The subcontract is not ambiguous, nor do any purportedly conflicting provisions open the door for plaintiff to recover delay damages. Section 6.3 of the subcontract provides that "notwithstanding any other provisions" of the subcontract, plaintiff "agree[d] to make no claim for additional costs on account of, and assume[d] the risk of, any and all loss and expense for delay." This "notwithstanding" language overrides any conflicting provisions in the subcontract (see CNH Diversified Opportunities Master Account, L.P. v Cleveland Unlimited, Inc., 36 NY3d 1, 16 [2020]).
Despite plaintiff's contentions, the allegations in the first cause of action, even if true, do not show that plaintiffs may recover under any of the recognized exceptions to application of exculpatory language (see Corinno Civetta Constr., 67 NY2d at 309). Defendant's alleged conduct does not "smack of intentional wrongdoing," nor does it bespeak a "reckless indifference to the rights of others" (Kalisch-Jarcho, Inc. v City of New York, 58 NY2d 377, 385 [1983]). Instead, defendant's alleged actions amount at most to "inept administration or poor planning," which does not obviate application of the no-damages-for-delay provision (WDF, Inc. v Trustees of Columbia Univ. in the City of N.Y., 170 AD3d 518, 519 [1st Dept 2019] [internal quotation marks omitted]).
Furthermore, the alleged delays in commencement, prosecution, and completion of plaintiff's work did not constitute uncontemplated delays for which a plaintiff may recover damages even in the face of a no-damages-for-delay clause. In fact, each type of delay was specifically mentioned in the subcontract's no-damages-for-delay clause (see LoDuca Assoc., Inc. v PMS Constr. Mgt. Corp., 91 AD3d 485, 485 [1st Dept 2012]). Moreover, that there was a year-long delay in the commencement of plaintiff's work is of no moment, as the length of a delay does not transform a delay of a type specifically contemplated in a no-damages-for-delay clause into an uncontemplated delay (see id. at 486; see also Dart Mech[*2]. Corp. v City of New York, 68 AD3d 664, 664 [1st Dept 2009]).

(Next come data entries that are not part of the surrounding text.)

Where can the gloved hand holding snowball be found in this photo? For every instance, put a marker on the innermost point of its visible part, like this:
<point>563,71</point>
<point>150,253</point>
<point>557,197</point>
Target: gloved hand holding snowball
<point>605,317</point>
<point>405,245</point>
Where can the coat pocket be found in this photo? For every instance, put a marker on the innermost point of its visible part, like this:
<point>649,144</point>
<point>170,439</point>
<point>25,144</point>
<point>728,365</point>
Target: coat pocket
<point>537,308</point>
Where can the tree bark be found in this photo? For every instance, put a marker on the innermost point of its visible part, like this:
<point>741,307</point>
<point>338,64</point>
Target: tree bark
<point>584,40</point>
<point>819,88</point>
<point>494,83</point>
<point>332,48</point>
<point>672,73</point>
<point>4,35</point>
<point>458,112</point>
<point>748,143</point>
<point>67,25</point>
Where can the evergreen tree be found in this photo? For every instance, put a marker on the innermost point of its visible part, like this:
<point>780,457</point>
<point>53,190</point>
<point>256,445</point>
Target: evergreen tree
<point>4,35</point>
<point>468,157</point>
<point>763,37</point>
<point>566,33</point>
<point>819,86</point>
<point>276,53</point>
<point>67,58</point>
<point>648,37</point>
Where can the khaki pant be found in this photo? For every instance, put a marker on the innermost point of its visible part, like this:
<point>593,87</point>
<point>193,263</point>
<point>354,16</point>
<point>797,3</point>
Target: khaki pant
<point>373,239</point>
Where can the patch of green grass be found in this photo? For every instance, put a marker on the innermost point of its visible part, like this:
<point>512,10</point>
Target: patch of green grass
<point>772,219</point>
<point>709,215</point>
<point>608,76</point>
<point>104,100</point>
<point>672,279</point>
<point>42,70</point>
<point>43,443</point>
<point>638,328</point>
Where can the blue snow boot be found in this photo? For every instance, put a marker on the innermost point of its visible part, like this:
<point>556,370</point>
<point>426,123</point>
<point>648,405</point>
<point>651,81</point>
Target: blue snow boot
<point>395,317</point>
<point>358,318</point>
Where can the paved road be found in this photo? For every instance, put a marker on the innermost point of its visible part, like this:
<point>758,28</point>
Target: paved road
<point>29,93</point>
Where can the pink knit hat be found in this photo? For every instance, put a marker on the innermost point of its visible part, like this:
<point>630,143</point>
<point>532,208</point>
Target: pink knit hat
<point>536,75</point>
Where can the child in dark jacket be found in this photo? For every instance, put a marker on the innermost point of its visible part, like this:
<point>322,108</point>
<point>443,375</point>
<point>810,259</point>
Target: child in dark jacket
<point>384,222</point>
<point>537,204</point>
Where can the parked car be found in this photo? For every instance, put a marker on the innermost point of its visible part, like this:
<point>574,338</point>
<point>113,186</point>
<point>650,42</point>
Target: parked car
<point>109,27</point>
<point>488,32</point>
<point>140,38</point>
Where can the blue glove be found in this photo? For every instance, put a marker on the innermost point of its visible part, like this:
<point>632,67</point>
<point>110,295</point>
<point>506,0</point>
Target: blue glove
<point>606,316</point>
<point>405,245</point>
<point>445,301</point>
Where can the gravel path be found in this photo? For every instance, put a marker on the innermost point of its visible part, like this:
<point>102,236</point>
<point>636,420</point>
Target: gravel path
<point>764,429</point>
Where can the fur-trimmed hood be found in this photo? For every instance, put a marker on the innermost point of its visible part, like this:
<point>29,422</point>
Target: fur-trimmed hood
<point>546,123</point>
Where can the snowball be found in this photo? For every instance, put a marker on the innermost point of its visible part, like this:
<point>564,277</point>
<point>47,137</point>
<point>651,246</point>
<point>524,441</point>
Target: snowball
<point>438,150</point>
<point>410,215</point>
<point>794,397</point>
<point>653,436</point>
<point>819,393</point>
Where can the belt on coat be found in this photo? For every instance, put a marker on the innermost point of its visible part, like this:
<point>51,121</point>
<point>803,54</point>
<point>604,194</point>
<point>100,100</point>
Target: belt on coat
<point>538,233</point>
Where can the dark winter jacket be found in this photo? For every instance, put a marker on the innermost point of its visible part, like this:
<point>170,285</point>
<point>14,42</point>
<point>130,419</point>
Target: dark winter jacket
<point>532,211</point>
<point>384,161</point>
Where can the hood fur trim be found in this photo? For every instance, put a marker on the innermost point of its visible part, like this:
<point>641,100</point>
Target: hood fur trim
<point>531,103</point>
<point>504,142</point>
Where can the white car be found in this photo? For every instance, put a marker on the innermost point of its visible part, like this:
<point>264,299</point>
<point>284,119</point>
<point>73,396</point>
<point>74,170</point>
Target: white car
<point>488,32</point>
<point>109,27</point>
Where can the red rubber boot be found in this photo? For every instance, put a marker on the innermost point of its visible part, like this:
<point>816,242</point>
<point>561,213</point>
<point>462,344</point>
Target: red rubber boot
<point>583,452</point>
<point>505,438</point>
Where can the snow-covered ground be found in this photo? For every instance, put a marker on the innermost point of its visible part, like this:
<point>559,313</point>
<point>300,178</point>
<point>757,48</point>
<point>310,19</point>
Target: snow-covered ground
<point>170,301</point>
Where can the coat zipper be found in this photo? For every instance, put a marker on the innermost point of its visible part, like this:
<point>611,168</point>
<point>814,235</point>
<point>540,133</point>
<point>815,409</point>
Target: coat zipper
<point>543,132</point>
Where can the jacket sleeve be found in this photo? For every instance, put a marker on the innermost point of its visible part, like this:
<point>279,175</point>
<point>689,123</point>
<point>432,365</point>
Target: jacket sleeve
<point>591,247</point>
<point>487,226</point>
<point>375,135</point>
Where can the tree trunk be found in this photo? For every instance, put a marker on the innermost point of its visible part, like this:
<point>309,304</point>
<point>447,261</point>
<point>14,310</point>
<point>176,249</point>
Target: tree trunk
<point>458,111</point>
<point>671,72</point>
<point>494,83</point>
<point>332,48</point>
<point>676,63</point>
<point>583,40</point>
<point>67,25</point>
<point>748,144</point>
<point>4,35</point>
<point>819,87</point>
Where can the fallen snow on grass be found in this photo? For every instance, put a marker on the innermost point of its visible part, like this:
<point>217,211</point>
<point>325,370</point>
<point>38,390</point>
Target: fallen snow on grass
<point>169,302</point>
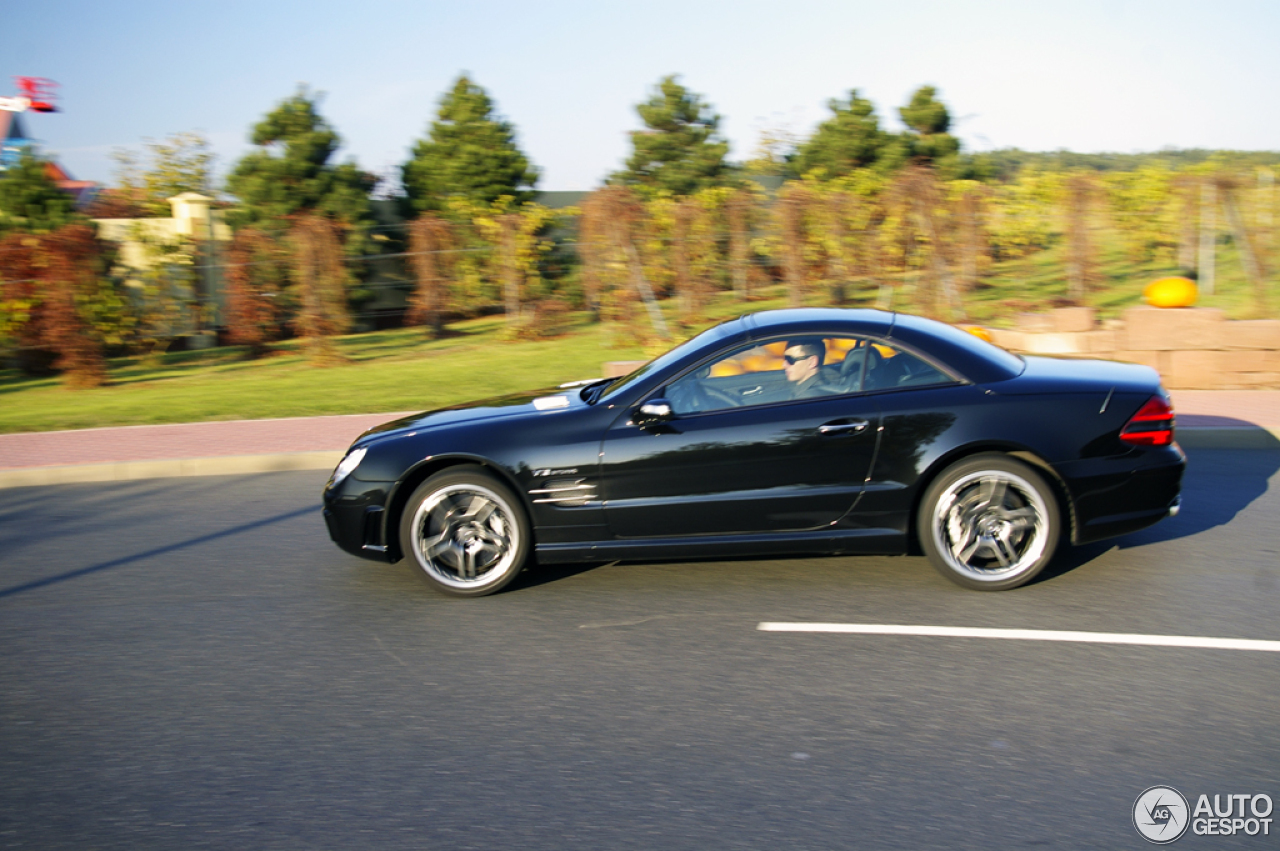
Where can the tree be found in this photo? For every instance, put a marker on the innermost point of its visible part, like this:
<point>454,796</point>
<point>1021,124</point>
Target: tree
<point>256,289</point>
<point>849,140</point>
<point>319,277</point>
<point>927,138</point>
<point>470,152</point>
<point>430,242</point>
<point>30,200</point>
<point>680,150</point>
<point>45,283</point>
<point>183,163</point>
<point>289,174</point>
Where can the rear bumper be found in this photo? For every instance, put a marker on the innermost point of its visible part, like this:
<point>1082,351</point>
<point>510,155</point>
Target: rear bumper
<point>1121,502</point>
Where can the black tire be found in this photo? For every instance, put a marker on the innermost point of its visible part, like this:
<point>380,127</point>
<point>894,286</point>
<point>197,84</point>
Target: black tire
<point>465,532</point>
<point>990,522</point>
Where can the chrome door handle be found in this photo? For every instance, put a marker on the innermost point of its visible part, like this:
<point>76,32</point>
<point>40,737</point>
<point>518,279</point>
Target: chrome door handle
<point>848,426</point>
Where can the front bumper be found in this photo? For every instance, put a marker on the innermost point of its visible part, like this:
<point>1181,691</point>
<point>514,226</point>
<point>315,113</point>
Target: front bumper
<point>355,512</point>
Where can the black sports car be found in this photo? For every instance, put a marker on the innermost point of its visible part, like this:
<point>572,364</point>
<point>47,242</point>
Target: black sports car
<point>784,431</point>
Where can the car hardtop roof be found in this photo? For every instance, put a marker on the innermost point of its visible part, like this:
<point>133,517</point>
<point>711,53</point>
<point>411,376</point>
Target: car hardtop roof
<point>859,320</point>
<point>964,353</point>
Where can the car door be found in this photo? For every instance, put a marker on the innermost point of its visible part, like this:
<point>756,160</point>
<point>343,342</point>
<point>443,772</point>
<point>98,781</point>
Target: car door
<point>743,457</point>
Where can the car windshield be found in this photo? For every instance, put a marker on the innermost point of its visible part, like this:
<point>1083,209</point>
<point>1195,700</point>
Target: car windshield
<point>598,392</point>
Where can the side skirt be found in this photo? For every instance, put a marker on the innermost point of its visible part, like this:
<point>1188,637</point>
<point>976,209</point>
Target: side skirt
<point>860,541</point>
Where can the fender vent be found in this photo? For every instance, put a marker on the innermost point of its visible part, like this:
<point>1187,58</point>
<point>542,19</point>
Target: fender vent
<point>565,492</point>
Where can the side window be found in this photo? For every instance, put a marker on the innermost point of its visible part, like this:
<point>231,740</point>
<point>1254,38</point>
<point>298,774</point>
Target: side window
<point>771,371</point>
<point>891,369</point>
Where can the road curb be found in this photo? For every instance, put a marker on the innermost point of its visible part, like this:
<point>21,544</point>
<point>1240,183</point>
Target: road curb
<point>169,469</point>
<point>1229,438</point>
<point>1194,438</point>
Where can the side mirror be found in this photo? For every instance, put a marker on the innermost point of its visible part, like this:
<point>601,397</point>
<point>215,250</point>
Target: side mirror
<point>653,412</point>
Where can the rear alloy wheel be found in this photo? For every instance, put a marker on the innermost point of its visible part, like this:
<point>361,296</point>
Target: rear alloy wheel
<point>990,522</point>
<point>465,531</point>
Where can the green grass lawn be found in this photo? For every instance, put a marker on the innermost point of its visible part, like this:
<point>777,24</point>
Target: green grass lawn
<point>401,370</point>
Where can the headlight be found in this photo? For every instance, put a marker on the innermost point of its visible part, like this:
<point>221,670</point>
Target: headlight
<point>347,466</point>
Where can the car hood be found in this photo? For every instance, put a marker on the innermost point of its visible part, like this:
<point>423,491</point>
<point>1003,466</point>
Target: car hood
<point>516,405</point>
<point>1070,375</point>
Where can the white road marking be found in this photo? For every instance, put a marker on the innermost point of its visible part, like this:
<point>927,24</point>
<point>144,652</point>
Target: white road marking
<point>1028,635</point>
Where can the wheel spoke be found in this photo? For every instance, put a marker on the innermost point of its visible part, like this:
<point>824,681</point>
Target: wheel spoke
<point>992,492</point>
<point>1022,518</point>
<point>479,509</point>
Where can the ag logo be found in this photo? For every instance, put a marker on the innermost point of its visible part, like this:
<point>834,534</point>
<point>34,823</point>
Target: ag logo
<point>1161,814</point>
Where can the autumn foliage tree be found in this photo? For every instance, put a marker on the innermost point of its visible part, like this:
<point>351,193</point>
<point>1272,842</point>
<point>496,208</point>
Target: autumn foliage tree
<point>46,279</point>
<point>319,275</point>
<point>256,291</point>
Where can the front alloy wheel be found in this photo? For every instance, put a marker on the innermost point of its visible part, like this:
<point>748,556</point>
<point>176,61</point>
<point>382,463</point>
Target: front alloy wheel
<point>465,532</point>
<point>990,522</point>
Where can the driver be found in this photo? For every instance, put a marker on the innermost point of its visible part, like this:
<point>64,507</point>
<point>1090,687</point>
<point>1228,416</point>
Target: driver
<point>803,366</point>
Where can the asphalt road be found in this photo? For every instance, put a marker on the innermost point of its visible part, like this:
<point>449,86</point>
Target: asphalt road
<point>192,664</point>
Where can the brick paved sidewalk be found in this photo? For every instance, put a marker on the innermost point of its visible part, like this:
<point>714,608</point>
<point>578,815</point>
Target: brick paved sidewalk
<point>1205,417</point>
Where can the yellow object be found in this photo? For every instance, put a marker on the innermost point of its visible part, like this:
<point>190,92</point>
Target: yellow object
<point>1171,292</point>
<point>979,332</point>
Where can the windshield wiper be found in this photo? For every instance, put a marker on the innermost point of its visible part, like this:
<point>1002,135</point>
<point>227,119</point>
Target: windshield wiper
<point>592,392</point>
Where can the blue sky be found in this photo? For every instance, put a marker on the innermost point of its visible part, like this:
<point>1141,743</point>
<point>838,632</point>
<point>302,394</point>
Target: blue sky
<point>1084,76</point>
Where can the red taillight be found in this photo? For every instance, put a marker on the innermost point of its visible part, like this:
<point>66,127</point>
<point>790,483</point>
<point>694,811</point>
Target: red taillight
<point>1152,425</point>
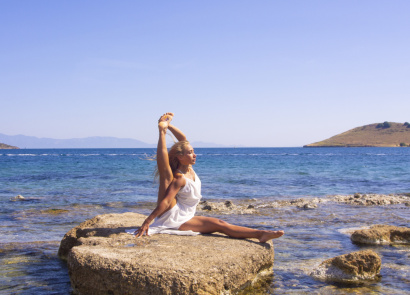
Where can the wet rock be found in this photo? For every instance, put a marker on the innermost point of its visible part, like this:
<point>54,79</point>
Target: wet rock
<point>371,199</point>
<point>103,259</point>
<point>356,267</point>
<point>382,234</point>
<point>227,207</point>
<point>307,206</point>
<point>17,198</point>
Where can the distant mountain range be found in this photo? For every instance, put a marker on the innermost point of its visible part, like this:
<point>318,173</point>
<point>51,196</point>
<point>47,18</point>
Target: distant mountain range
<point>32,142</point>
<point>387,134</point>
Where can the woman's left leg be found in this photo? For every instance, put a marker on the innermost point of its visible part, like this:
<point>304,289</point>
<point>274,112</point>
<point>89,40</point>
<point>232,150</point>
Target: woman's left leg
<point>207,225</point>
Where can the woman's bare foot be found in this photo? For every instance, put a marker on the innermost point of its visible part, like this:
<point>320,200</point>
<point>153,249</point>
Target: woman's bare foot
<point>270,234</point>
<point>164,121</point>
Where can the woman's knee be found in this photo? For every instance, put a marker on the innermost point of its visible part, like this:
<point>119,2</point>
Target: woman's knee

Similarly, the allegations in the complaint do not show that defendant breached a "fundamental, affirmative obligation" that would support recovery for delay damages even in light of the no damages for delay clause (see Corinno Civetta Constr., 67 NY2d at 313). On the contrary, that exception is applied to only a narrow range of circumstances not presented here (see id.). Even if plaintiff's allegations that defendant failed to provide critical path method schedules and instead provided two-week look-ahead schedules, were true, it does not constitute a fundamental breach of the contract (see Plato Gen. Constr. Corp./EMCO Tech Constr. Corp., JV, LLC v Dormitory Auth. of State of N.Y., 89 AD3d 819, 824 [2d Dept 2011], lv denied 19 NY3d 803 [2012]). Nor does defendant's decision to remove a crane constitute a breach of a fundamental obligation, as plaintiff identifies no contractual terms that would support such a conclusion. Defendant's alleged representation that a crane would be available for "oversized panels" is not incorporated in the crane and hoist-related scope of work provisions, which warn that "hoist size and capacity are limited" and place responsibility on plaintiff to hoist items that exceed the hoist capacity. Finally, the site logistics plan was expressly subject to change, while the subcontract further required plaintiff to "coordinate . . . all material deliveries and their storage locations" with defendant and to
move stored materials at defendant's direction.
We have considered plaintiff's remaining contentions and find them unavailing.THIS CONSTITUTES THE DECISION AND ORDER
OF THE SUPREME COURT, APPELLATE DIVISION, FIRST DEPARTMENT.